GPU-Batched Inference¶
When running many bias realizations, batching packs multiple independent realizations into a single MCMC run. This amortizes JAX compilation overhead and makes better use of GPU parallelism.
How It Works¶
Instead of running N separate inference jobs, batched inference:
- Generates N synthetic observations and stacks them into a single array
- Builds a batched NumPyro model that
vmaps over the batch dimension - Runs one inference pass that samples all N shear posteriors simultaneously
- Splits the combined posterior back into per-realization outputs
Each realization gets its own shear latent variables (g1_0, g1_1, ...) so
they are independent despite sharing the same inference run.

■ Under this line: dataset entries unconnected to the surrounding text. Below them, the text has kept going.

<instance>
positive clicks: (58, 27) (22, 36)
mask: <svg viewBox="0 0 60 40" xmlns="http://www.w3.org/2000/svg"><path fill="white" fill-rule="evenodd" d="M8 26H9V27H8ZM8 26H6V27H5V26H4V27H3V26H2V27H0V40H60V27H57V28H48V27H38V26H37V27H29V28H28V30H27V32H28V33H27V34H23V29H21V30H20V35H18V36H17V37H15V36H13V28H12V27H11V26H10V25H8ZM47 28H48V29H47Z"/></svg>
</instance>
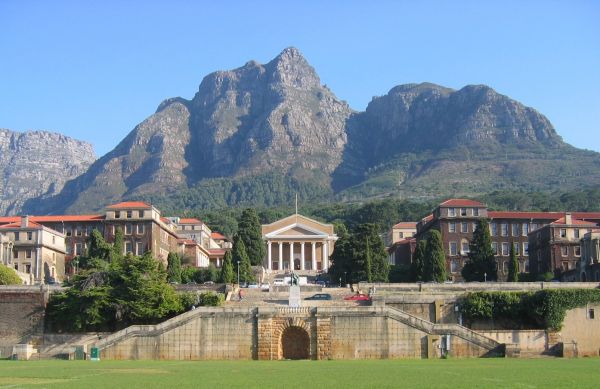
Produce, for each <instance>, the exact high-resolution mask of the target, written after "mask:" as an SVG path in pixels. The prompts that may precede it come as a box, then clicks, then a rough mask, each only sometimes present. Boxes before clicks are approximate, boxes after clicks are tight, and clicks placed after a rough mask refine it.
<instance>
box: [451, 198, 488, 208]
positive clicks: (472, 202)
mask: <svg viewBox="0 0 600 389" xmlns="http://www.w3.org/2000/svg"><path fill="white" fill-rule="evenodd" d="M440 206H444V207H485V204H483V203H480V202H479V201H474V200H468V199H448V200H446V201H444V202H443V203H441V204H440Z"/></svg>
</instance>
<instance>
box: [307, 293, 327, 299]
mask: <svg viewBox="0 0 600 389" xmlns="http://www.w3.org/2000/svg"><path fill="white" fill-rule="evenodd" d="M304 300H331V295H330V294H329V293H317V294H313V295H312V296H310V297H307V298H305V299H304Z"/></svg>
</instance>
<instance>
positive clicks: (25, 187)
mask: <svg viewBox="0 0 600 389" xmlns="http://www.w3.org/2000/svg"><path fill="white" fill-rule="evenodd" d="M95 159H96V156H95V154H94V150H93V148H92V145H91V144H89V143H86V142H82V141H78V140H75V139H72V138H69V137H66V136H64V135H60V134H56V133H51V132H45V131H30V132H25V133H20V132H13V131H10V130H8V129H0V173H1V175H2V179H1V180H0V214H2V215H6V214H14V213H18V212H20V210H21V206H22V205H23V203H24V202H25V201H26V200H27V199H30V198H38V199H39V198H46V197H49V196H52V195H56V194H58V193H59V192H60V191H61V189H62V188H63V186H64V184H65V182H67V181H68V180H70V179H73V178H75V177H77V176H79V175H80V174H82V173H84V172H85V171H86V170H87V168H88V167H89V166H90V164H91V163H92V162H93V161H94V160H95Z"/></svg>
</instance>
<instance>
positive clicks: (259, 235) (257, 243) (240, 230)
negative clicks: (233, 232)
mask: <svg viewBox="0 0 600 389" xmlns="http://www.w3.org/2000/svg"><path fill="white" fill-rule="evenodd" d="M237 234H238V238H239V239H241V240H243V241H244V245H245V247H246V253H247V254H248V258H249V259H250V263H251V264H252V265H254V266H257V265H262V263H263V259H264V258H265V255H266V254H267V250H266V248H265V244H264V242H263V240H262V231H261V227H260V221H259V220H258V215H257V214H256V211H255V210H254V209H252V208H248V209H245V210H244V211H243V212H242V216H241V217H240V221H239V223H238V233H237Z"/></svg>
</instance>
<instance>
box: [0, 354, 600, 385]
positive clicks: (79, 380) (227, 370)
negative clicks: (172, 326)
mask: <svg viewBox="0 0 600 389" xmlns="http://www.w3.org/2000/svg"><path fill="white" fill-rule="evenodd" d="M197 387H206V388H248V387H256V388H269V387H276V388H322V387H323V388H409V387H419V388H550V387H552V388H598V387H600V359H588V358H585V359H501V358H498V359H461V360H453V359H449V360H375V361H374V360H368V361H197V362H196V361H195V362H187V361H186V362H180V361H100V362H89V361H29V362H18V361H0V388H84V389H87V388H109V389H115V388H128V389H130V388H145V389H148V388H177V389H181V388H197Z"/></svg>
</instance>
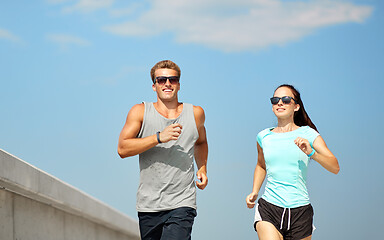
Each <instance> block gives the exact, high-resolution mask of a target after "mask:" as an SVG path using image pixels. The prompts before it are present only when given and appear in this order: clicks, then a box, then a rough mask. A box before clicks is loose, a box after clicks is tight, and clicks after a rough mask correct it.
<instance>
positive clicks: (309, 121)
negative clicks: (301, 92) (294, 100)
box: [275, 84, 318, 132]
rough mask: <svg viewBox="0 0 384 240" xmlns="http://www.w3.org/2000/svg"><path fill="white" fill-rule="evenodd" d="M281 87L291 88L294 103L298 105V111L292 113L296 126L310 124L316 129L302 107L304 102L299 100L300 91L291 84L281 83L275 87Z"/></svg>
mask: <svg viewBox="0 0 384 240" xmlns="http://www.w3.org/2000/svg"><path fill="white" fill-rule="evenodd" d="M281 87H287V88H289V89H291V91H292V93H293V96H294V97H295V100H296V103H297V104H299V105H300V109H299V111H297V112H295V114H294V115H293V121H294V123H295V124H296V125H297V126H300V127H301V126H310V127H311V128H313V129H315V130H316V131H317V128H316V126H315V124H314V123H313V122H312V120H311V118H310V117H309V116H308V114H307V112H306V111H305V108H304V103H303V101H301V97H300V92H299V91H298V90H297V89H296V88H295V87H294V86H292V85H289V84H282V85H280V86H278V87H277V88H276V90H277V89H279V88H281ZM276 90H275V91H276ZM317 132H318V131H317Z"/></svg>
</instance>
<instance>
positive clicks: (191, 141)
mask: <svg viewBox="0 0 384 240" xmlns="http://www.w3.org/2000/svg"><path fill="white" fill-rule="evenodd" d="M144 105H145V112H144V119H143V124H142V126H141V129H140V132H139V134H138V137H139V138H144V137H147V136H151V135H154V134H156V132H157V131H163V129H164V128H166V127H167V126H169V125H171V124H173V123H179V124H180V125H181V126H182V130H181V134H180V136H179V138H178V139H177V140H176V141H175V140H171V141H169V142H167V143H160V144H158V145H156V146H155V147H153V148H151V149H149V150H147V151H145V152H143V153H141V154H139V165H140V184H139V188H138V191H137V202H136V208H137V211H138V212H158V211H164V210H171V209H175V208H179V207H191V208H195V209H196V188H195V181H194V163H193V158H194V146H195V142H196V140H197V139H198V137H199V134H198V131H197V127H196V122H195V117H194V113H193V105H192V104H188V103H183V110H182V112H181V114H180V115H179V117H177V118H176V119H168V118H165V117H164V116H162V115H161V114H160V113H159V112H158V111H157V110H156V109H155V107H154V106H153V103H147V102H144Z"/></svg>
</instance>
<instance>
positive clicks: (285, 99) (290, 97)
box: [271, 96, 297, 105]
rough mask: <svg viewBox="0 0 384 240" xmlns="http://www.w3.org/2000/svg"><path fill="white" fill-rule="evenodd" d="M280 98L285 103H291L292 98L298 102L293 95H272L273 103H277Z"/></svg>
mask: <svg viewBox="0 0 384 240" xmlns="http://www.w3.org/2000/svg"><path fill="white" fill-rule="evenodd" d="M280 99H281V101H282V102H283V103H284V104H289V103H291V100H293V101H294V102H295V103H296V104H297V102H296V100H295V99H294V98H293V97H289V96H284V97H281V98H279V97H271V103H272V104H273V105H276V104H278V103H279V101H280Z"/></svg>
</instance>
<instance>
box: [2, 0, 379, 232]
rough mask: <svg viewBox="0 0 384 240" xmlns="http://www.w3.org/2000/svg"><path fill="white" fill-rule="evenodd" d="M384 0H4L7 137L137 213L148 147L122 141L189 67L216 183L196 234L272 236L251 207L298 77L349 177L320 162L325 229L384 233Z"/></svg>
mask: <svg viewBox="0 0 384 240" xmlns="http://www.w3.org/2000/svg"><path fill="white" fill-rule="evenodd" d="M383 11H384V5H383V3H382V1H379V0H366V1H357V0H356V1H355V0H349V1H347V0H344V1H338V0H337V1H326V0H313V1H305V0H302V1H296V0H289V1H288V0H287V1H281V0H269V1H268V0H240V1H229V0H210V1H207V0H206V1H203V0H196V1H174V0H161V1H160V0H146V1H129V2H128V1H121V0H120V1H119V0H93V1H91V0H40V1H1V2H0V66H1V67H0V81H1V86H2V87H1V90H2V91H1V94H0V106H1V109H2V114H1V118H0V136H1V137H0V148H2V149H4V150H5V151H7V152H10V153H11V154H13V155H16V156H18V157H20V158H22V159H23V160H25V161H27V162H29V163H31V164H33V165H35V166H37V167H38V168H40V169H42V170H44V171H46V172H48V173H50V174H53V175H55V176H56V177H58V178H60V179H62V180H64V181H66V182H68V183H69V184H71V185H73V186H75V187H77V188H79V189H81V190H83V191H85V192H87V193H89V194H91V195H93V196H95V197H97V198H99V199H100V200H102V201H103V202H105V203H107V204H109V205H110V206H112V207H114V208H116V209H118V210H120V211H122V212H124V213H126V214H128V215H130V216H132V217H134V218H136V210H135V198H136V189H137V185H138V177H139V168H138V158H137V157H132V158H128V159H124V160H121V159H120V158H119V157H118V155H117V153H116V146H117V140H118V136H119V133H120V130H121V128H122V127H123V124H124V122H125V117H126V114H127V113H128V111H129V109H130V108H131V107H132V106H133V105H134V104H136V103H139V102H142V101H155V100H156V96H155V93H154V92H153V91H152V88H151V80H150V75H149V70H150V68H151V67H152V66H153V65H154V64H155V63H156V62H157V61H160V60H163V59H171V60H173V61H175V62H176V63H177V64H179V66H180V67H181V70H182V76H181V91H180V92H179V99H180V101H183V102H190V103H193V104H194V105H199V106H202V107H203V108H204V110H205V112H206V128H207V134H208V141H209V160H208V161H209V163H208V177H209V184H208V187H207V188H206V190H204V191H198V217H197V218H196V221H195V225H194V230H193V237H194V239H257V234H256V233H255V232H254V231H253V229H252V221H253V214H254V211H253V210H249V209H247V208H246V205H245V201H244V199H245V197H246V196H247V195H248V194H249V191H250V190H251V188H252V177H253V176H252V175H253V169H254V167H255V164H256V135H257V133H258V132H259V131H261V130H263V129H264V128H267V127H272V126H274V125H275V124H276V119H275V117H274V115H273V113H272V111H271V106H270V103H269V97H270V96H271V95H272V94H273V91H274V89H275V88H276V87H277V86H278V85H279V84H282V83H290V84H293V85H294V86H296V87H297V88H298V89H299V90H300V91H301V94H302V98H303V101H304V103H305V107H306V109H307V112H308V113H309V115H310V117H311V118H312V120H313V121H314V123H315V124H316V126H317V127H318V129H319V131H320V134H321V135H322V136H323V138H324V139H325V141H326V143H327V145H328V146H329V148H330V149H331V150H332V151H333V153H334V154H335V155H336V156H337V157H338V159H339V163H340V166H341V171H340V173H339V175H333V174H331V173H328V172H326V170H324V169H323V168H321V167H320V166H319V164H317V163H316V162H312V163H311V165H310V169H309V173H308V174H309V176H308V188H309V193H310V197H311V202H312V204H313V205H314V208H315V225H316V227H317V230H316V232H315V234H314V236H313V239H378V238H380V237H381V236H382V234H381V233H380V228H381V227H382V226H383V225H384V220H383V218H382V216H383V214H384V208H383V207H382V201H383V199H384V187H383V184H382V183H383V178H382V169H383V167H384V163H383V162H384V161H383V160H384V159H383V156H382V154H381V150H380V149H381V147H382V143H383V140H382V135H383V134H384V131H383V127H382V126H381V125H382V119H383V118H384V111H383V110H382V106H381V102H382V100H381V92H382V89H383V87H384V84H383V79H384V67H383V63H384V32H383V31H384V12H383Z"/></svg>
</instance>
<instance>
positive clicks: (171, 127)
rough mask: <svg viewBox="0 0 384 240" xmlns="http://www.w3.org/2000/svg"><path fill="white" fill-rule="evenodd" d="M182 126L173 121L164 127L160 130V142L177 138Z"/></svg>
mask: <svg viewBox="0 0 384 240" xmlns="http://www.w3.org/2000/svg"><path fill="white" fill-rule="evenodd" d="M182 128H183V127H182V126H181V125H180V124H179V123H174V124H171V125H169V126H168V127H166V128H165V129H164V130H163V131H162V132H160V141H161V142H162V143H166V142H169V141H171V140H177V139H178V138H179V136H180V134H181V129H182Z"/></svg>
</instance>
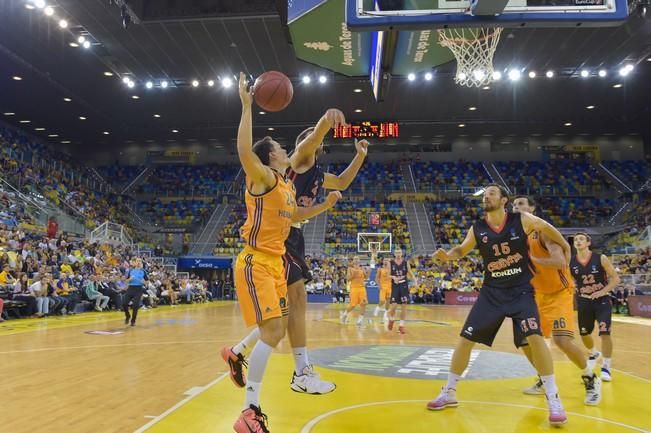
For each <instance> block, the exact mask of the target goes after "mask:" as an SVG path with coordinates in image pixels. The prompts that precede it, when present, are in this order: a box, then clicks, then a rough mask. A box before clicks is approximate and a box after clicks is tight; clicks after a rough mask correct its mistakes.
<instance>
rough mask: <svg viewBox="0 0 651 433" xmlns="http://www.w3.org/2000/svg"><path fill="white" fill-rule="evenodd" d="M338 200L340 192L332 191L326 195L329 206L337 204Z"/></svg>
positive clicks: (339, 197)
mask: <svg viewBox="0 0 651 433" xmlns="http://www.w3.org/2000/svg"><path fill="white" fill-rule="evenodd" d="M339 200H341V193H340V192H339V191H332V192H330V193H329V194H328V196H327V197H326V203H328V206H329V207H332V206H334V205H335V204H337V202H338V201H339Z"/></svg>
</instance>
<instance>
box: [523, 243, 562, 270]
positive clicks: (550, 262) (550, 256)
mask: <svg viewBox="0 0 651 433" xmlns="http://www.w3.org/2000/svg"><path fill="white" fill-rule="evenodd" d="M543 241H544V242H545V248H547V251H549V257H536V256H531V261H532V262H533V263H534V264H536V265H540V266H542V267H544V268H554V269H563V268H565V267H566V266H568V265H569V263H568V262H567V261H565V255H564V254H563V247H561V246H560V245H558V244H557V243H556V242H551V241H550V240H546V239H544V236H543Z"/></svg>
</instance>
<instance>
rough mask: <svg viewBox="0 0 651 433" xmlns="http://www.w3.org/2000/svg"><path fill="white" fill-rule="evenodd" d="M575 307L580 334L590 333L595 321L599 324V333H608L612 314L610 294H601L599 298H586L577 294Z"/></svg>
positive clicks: (592, 327) (612, 304)
mask: <svg viewBox="0 0 651 433" xmlns="http://www.w3.org/2000/svg"><path fill="white" fill-rule="evenodd" d="M577 307H578V312H579V332H580V333H581V335H590V334H592V331H593V330H594V324H595V322H597V323H598V324H599V335H610V330H611V326H612V315H613V304H612V303H611V302H610V296H602V297H601V298H599V299H586V298H583V297H581V296H578V297H577Z"/></svg>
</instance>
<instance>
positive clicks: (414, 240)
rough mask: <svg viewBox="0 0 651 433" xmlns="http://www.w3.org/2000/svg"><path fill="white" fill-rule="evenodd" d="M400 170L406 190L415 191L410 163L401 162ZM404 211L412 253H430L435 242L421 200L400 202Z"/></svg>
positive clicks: (424, 253)
mask: <svg viewBox="0 0 651 433" xmlns="http://www.w3.org/2000/svg"><path fill="white" fill-rule="evenodd" d="M400 170H401V171H402V178H403V179H404V180H405V187H406V189H407V192H416V182H415V180H414V174H413V172H412V171H411V165H409V164H402V165H401V166H400ZM402 205H403V207H404V208H405V211H406V212H407V227H408V228H409V233H410V234H411V242H412V246H413V249H414V251H413V253H414V254H430V253H433V252H434V251H435V250H436V242H435V241H434V234H433V233H432V226H431V225H430V217H429V214H428V212H427V209H426V208H425V204H424V203H422V202H416V201H412V202H408V201H406V200H405V201H403V203H402Z"/></svg>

The inference
method (NUTS, MAP, or VI) is determined by the YAML config's inference.method
field.
Usage¶
Use --batch-size with shine-bias-run:
shine-bias-run \
--shine-config configs/validation/level0_base.yaml \
--batch-size 4 \
--shear-grid 0.01 0.02 0.05 \
--n-realizations 2 \
--base-seed 42 \
--output-dir results/validation/batched
This creates 3 shear points x 2 realizations = 6 realizations, processed
in chunks of 4.
Arguments¶
| Argument | Default | Description |
|---|---|---|
--batch-size |
1 |
Realizations per GPU job |
--shear-grid |
-- | Space-separated \(g_1\) values |
--n-realizations |
1 |
Realizations per shear grid point |
--base-seed |
42 |
Starting seed (incremented per realization) |
--g1-true |
0.0 |
Single \(g_1\) value (if no --shear-grid) |
--g2-true |
0.0 |
\(g_2\) value (same for all realizations) |
Output Structure¶
Batched runs produce the same per-realization directory structure as single runs:
results/validation/batched/
├── g1_+0.0100_g2_+0.0000_s42/
│ ├── posterior.nc
│ ├── truth.json
│ └── convergence.json
├── g1_+0.0100_g2_+0.0000_s43/
│ ├── ...
└── g1_+0.0200_g2_+0.0000_s44/
├── ...
Run IDs encode the true shear and seed: g1_{g1:+.4f}_g2_{g2:+.4f}_s{seed}.
Downstream Stages¶
Extraction and statistics work identically on batched output:
# Extract
shine-bias-extract \
--input-dir results/validation/batched \
--output results/validation/batched/summary.csv
# Stats
shine-bias-stats \
--input results/validation/batched/summary.csv \
--output-dir results/validation/batched/stats \
--level level_0 \
--posterior-dir results/validation/batched
Choosing Batch Size¶
- GPU memory is the main constraint -- each realization adds an image to the
forward model. Monitor with
nvidia-smi. - Start with
--batch-size 4and increase if GPU memory allows. - Compilation time grows with batch size (first run only).
- If a batch fails, all realizations in that batch are lost. Smaller batches provide more granular fault tolerance.
Tip
For Level 0 (small images, low noise), batch sizes of 8--16 work well on a single GPU. For realistic image sizes, start with 2--4.